In fact, Unison has been working for weeks locally with NHS trusts to enable them to plan the strike. I have been sent a very detailed Unison-NHS agreement for London and it shows that those on the picket line will respond to key emergencies. The Yorkshire Ambulance Service has also told the union that it appreciates their close cooperation.
A union whistleblower told me that Barclay had never called for a national agreement on derogations and when he met with the unions on Tuesday, he agreed to their local arrangements. “It seems that he now wants to make up an additional reason not to talk to us about the payment,” said one.
The rail strikes they are an abject lesson in how to mismanage industrial action.

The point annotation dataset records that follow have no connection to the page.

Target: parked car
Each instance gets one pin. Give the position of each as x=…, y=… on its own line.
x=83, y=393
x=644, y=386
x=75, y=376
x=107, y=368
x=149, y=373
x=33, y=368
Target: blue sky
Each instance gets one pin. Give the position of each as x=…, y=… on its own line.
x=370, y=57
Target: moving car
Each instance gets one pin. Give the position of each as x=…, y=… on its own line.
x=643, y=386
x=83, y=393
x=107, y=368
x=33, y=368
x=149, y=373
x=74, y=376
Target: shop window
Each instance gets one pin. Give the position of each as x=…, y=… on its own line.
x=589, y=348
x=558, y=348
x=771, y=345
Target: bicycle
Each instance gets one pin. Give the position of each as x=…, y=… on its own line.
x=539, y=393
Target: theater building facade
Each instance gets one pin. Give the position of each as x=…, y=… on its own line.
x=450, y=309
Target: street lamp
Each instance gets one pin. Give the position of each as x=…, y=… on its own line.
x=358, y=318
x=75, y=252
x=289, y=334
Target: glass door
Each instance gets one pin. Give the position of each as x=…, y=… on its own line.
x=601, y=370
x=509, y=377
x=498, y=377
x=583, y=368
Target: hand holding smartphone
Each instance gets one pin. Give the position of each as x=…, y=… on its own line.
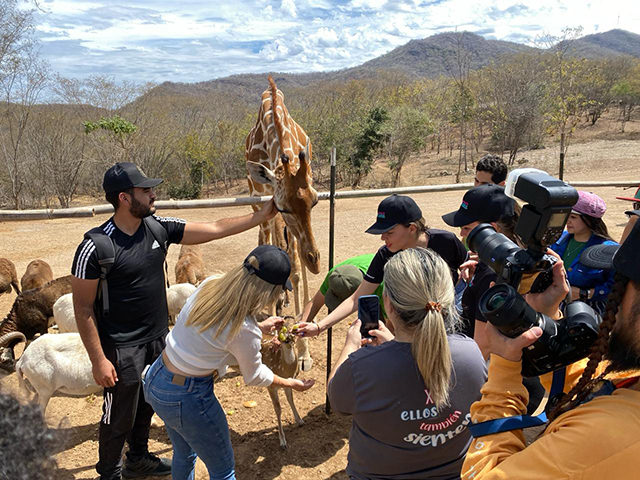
x=368, y=313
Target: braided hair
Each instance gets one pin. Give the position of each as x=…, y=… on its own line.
x=599, y=349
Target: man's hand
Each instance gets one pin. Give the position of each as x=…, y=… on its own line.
x=268, y=211
x=510, y=348
x=271, y=324
x=300, y=385
x=468, y=268
x=548, y=302
x=306, y=329
x=104, y=373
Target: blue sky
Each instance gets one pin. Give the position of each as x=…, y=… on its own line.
x=191, y=41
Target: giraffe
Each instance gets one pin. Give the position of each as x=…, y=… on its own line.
x=278, y=155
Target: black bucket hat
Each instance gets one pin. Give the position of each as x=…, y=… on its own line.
x=126, y=175
x=395, y=210
x=486, y=203
x=274, y=266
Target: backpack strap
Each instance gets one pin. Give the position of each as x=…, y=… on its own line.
x=160, y=234
x=106, y=257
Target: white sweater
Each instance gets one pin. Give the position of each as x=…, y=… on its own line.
x=198, y=353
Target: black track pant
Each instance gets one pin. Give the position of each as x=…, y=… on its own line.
x=126, y=416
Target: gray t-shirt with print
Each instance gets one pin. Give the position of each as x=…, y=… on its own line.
x=397, y=432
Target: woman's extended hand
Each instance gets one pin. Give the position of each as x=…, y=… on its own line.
x=300, y=385
x=308, y=329
x=381, y=335
x=271, y=324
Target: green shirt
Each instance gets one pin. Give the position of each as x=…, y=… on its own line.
x=362, y=262
x=572, y=251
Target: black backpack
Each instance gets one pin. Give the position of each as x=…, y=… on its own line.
x=107, y=253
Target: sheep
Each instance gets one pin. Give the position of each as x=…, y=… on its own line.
x=176, y=298
x=38, y=273
x=63, y=314
x=190, y=266
x=56, y=364
x=65, y=317
x=30, y=315
x=8, y=276
x=282, y=358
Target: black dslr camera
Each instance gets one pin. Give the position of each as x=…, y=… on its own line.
x=529, y=270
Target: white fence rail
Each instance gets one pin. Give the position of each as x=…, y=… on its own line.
x=46, y=214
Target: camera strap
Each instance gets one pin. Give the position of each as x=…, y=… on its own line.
x=518, y=422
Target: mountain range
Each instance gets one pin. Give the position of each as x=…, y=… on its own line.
x=430, y=57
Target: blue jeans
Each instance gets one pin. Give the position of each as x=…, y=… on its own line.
x=194, y=420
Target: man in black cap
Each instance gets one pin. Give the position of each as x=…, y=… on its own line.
x=125, y=329
x=594, y=429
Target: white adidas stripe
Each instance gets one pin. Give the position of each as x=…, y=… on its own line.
x=83, y=258
x=169, y=219
x=108, y=402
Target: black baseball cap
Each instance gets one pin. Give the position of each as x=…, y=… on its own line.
x=486, y=203
x=126, y=175
x=622, y=258
x=394, y=210
x=274, y=266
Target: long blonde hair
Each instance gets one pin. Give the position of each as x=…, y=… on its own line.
x=413, y=279
x=230, y=299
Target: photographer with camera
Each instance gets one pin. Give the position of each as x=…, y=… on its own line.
x=409, y=395
x=401, y=226
x=483, y=204
x=594, y=430
x=586, y=228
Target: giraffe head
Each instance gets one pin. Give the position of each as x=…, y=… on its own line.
x=294, y=197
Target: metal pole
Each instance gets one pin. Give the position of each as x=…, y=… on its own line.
x=332, y=208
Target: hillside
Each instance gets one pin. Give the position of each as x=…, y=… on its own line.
x=435, y=56
x=429, y=57
x=607, y=44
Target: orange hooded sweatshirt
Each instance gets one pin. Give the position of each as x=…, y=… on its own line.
x=598, y=440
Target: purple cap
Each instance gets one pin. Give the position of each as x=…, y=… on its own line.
x=590, y=204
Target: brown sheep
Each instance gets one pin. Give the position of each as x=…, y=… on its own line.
x=8, y=276
x=30, y=315
x=38, y=273
x=190, y=266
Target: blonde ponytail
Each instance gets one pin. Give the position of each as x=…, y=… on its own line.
x=418, y=284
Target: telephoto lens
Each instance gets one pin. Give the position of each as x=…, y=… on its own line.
x=507, y=310
x=493, y=248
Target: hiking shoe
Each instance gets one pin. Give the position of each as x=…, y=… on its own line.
x=149, y=465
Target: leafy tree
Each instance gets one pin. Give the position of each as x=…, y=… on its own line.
x=119, y=130
x=406, y=132
x=367, y=144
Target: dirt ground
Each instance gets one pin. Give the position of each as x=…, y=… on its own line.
x=318, y=450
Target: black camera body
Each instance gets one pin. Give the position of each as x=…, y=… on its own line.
x=530, y=271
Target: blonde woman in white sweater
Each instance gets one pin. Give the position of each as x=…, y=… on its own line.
x=216, y=328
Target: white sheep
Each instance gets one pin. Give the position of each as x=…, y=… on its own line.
x=176, y=298
x=56, y=364
x=63, y=314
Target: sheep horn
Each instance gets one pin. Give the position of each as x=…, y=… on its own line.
x=7, y=338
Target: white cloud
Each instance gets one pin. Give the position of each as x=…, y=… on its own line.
x=196, y=40
x=289, y=6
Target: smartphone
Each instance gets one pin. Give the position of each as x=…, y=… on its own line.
x=368, y=313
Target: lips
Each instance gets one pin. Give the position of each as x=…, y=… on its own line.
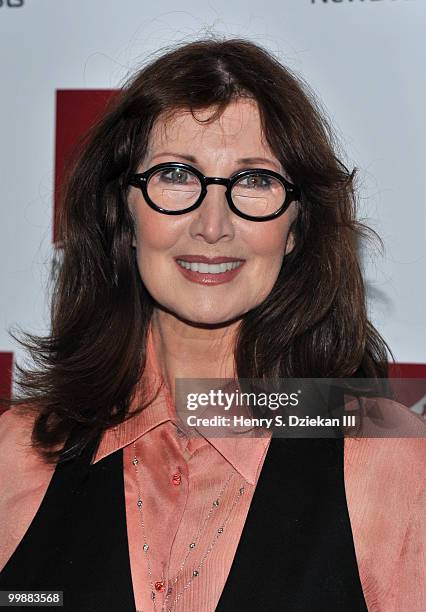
x=209, y=271
x=209, y=260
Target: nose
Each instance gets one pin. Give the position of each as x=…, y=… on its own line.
x=213, y=220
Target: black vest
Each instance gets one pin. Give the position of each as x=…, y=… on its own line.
x=296, y=552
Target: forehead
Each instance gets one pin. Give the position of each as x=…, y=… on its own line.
x=237, y=128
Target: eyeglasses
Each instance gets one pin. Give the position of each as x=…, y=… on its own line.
x=256, y=194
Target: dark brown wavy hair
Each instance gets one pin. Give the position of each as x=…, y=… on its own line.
x=313, y=323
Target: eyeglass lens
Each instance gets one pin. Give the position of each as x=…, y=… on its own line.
x=255, y=194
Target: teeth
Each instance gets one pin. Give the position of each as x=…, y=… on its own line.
x=209, y=268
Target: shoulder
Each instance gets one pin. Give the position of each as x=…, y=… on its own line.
x=385, y=489
x=24, y=477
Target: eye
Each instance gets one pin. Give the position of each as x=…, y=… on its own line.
x=256, y=181
x=176, y=176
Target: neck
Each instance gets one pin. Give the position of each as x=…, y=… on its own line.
x=191, y=351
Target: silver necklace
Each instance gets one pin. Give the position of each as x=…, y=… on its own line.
x=160, y=584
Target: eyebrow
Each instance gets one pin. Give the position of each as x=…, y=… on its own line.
x=242, y=160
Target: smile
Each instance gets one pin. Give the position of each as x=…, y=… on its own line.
x=209, y=274
x=209, y=268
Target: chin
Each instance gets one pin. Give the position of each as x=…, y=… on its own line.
x=208, y=318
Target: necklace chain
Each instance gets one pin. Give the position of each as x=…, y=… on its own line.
x=168, y=606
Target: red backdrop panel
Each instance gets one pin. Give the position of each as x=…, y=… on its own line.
x=76, y=111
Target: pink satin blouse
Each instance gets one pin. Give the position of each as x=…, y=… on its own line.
x=180, y=478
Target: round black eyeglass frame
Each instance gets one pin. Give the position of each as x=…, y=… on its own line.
x=141, y=180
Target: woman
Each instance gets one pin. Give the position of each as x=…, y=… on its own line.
x=170, y=270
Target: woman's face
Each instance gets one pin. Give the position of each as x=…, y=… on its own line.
x=212, y=230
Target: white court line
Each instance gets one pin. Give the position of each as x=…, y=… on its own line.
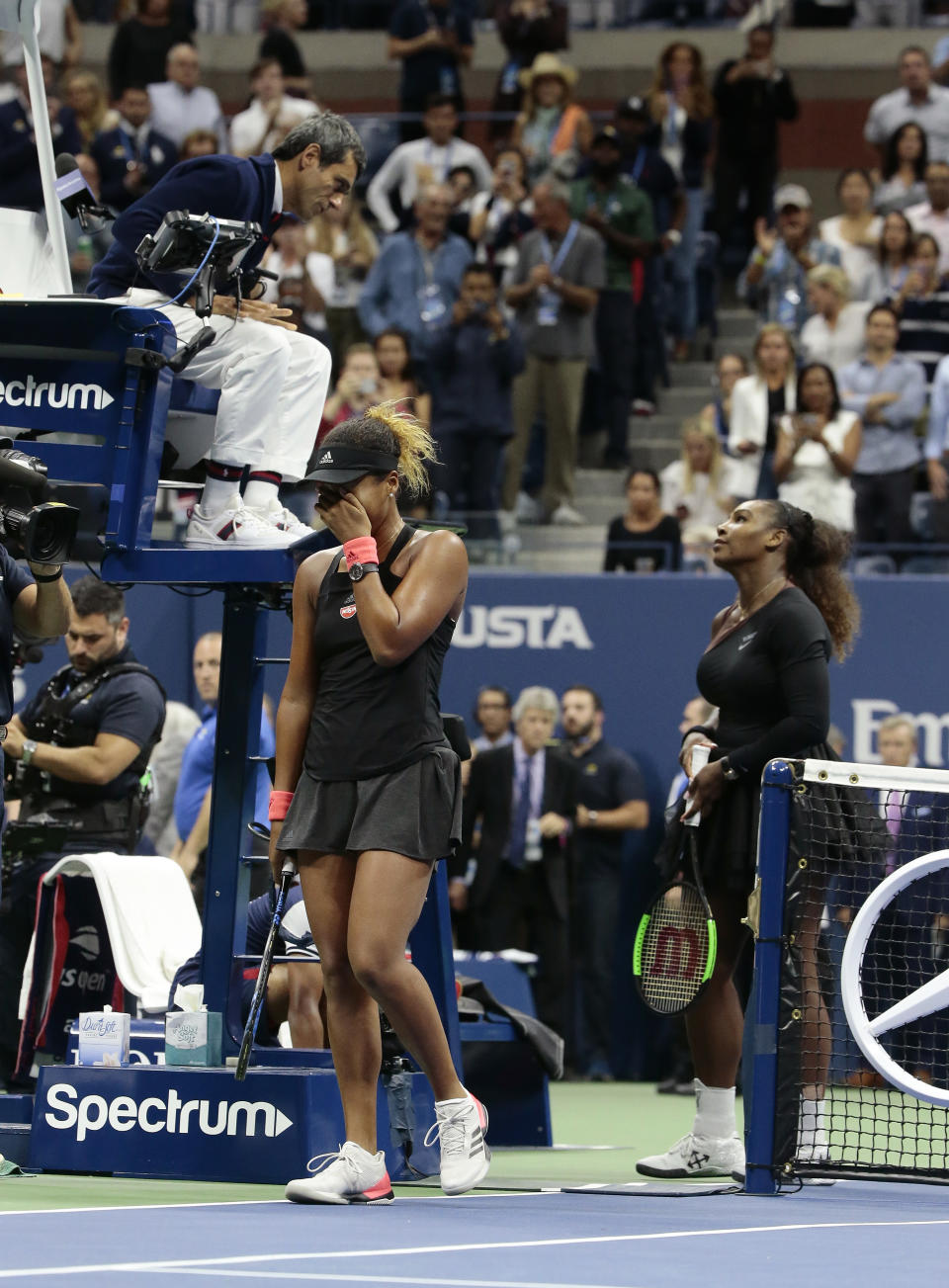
x=138, y=1207
x=582, y=1241
x=160, y=1207
x=310, y=1276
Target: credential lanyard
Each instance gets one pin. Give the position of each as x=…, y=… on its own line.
x=562, y=249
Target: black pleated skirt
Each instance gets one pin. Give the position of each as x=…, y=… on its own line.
x=415, y=812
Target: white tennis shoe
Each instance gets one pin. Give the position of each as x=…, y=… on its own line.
x=349, y=1176
x=284, y=521
x=460, y=1126
x=697, y=1156
x=236, y=527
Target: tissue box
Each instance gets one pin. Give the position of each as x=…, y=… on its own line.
x=192, y=1037
x=103, y=1038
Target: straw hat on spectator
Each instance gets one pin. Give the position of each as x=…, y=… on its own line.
x=548, y=64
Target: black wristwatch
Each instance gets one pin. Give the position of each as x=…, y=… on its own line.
x=358, y=570
x=732, y=776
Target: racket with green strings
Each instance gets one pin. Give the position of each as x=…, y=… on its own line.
x=675, y=947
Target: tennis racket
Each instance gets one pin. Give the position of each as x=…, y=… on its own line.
x=673, y=953
x=250, y=1029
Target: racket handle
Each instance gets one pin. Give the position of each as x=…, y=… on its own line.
x=699, y=759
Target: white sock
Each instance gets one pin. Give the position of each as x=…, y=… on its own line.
x=260, y=493
x=219, y=495
x=812, y=1130
x=715, y=1110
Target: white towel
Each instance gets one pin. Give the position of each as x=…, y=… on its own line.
x=151, y=918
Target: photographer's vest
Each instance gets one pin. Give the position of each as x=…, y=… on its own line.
x=118, y=820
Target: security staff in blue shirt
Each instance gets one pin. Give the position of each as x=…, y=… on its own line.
x=611, y=802
x=132, y=156
x=194, y=794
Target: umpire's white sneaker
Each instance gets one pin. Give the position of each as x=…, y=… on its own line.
x=350, y=1176
x=286, y=523
x=697, y=1156
x=236, y=527
x=460, y=1126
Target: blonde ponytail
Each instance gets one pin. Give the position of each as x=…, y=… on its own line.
x=387, y=429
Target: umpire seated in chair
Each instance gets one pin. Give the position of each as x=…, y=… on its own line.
x=77, y=752
x=524, y=798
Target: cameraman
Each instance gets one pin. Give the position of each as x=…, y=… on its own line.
x=81, y=747
x=272, y=379
x=37, y=608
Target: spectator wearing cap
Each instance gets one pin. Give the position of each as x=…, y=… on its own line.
x=834, y=331
x=753, y=96
x=526, y=29
x=775, y=276
x=434, y=42
x=622, y=215
x=559, y=273
x=552, y=130
x=888, y=391
x=647, y=166
x=683, y=109
x=182, y=103
x=917, y=99
x=420, y=162
x=932, y=216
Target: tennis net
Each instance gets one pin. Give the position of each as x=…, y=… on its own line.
x=847, y=1070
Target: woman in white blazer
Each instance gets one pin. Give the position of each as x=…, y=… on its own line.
x=757, y=404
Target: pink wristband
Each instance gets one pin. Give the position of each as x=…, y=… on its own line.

There is reason for a breakthrough in the new year, precisely because ministers like Mark Harper and Huw Merriman have finally rolled up their sleeves and used their convening power among employers and unions.
However, in the NHS, the government seems not to have learned the lesson that the key to strike action is to reach a quick deal (as Nicola Sturgeon did with nurses in Scotland) that avoids or minimizes disruption, rather than embarking on in a long war of attrition that undermines morale on all sides.
The billions needed to foot the bill would have to come from somewhere (more taxes on the banks and Big Oil can help), but the full cost to the economy of not Improved NHS wages should also be taken into account. Our wealth is linked to our health, and coping with the Covid build-up (particularly for treatments for the over-50s) frees up more people to return to the workplace.
Governments often have to make concessions or U-turns, but the longer it takes to make them, the more political capital is spent each time. If an agreement is reached this year or next, patients will ask: why didn’t you fix that sooner and avoid all this mess? The weak ministerial lines of conduct towards the media do not order strikes, adult negotiations do.
Perhaps most worryingly, ministers currently do not appear to have an exit strategy. They may be waiting for union members to shut down, but the RMT strike shows that that can take a long, long time. On Friday, RCN boss Pat Cullen will announce a new wave of nurses’ strikes for January, due to Barclay’s refusal to budge.
Without resolution, the strikes only feed the general feeling that nothing, from getting a passport to having a hip operation, really works in Tory Britain. The risk for ministers is that collective action will not only lead to a further backlog of medical treatment, but also a new backlog of resentment in the ruling party.
Some on the right are already swooping in like vultures to suggest that the NHS’s free care model is “beyond repair”. But for many it is not the health service that feels hopelessly broken, it is this Government.
The number of patients who died on the way to the hospital in ambulances has more than doubled in the last year, going from 40 to 93 year after year. For West Midlands Ambulance Service onlythe annual numbers increased from a single death in 2020 to 37 as of September 2022. Chronic delays are considered the leading cause.
So when ministers try to suggest that NHS staff will have blood on their hands because of the strikes, that can only alert the public to blood already on their hands.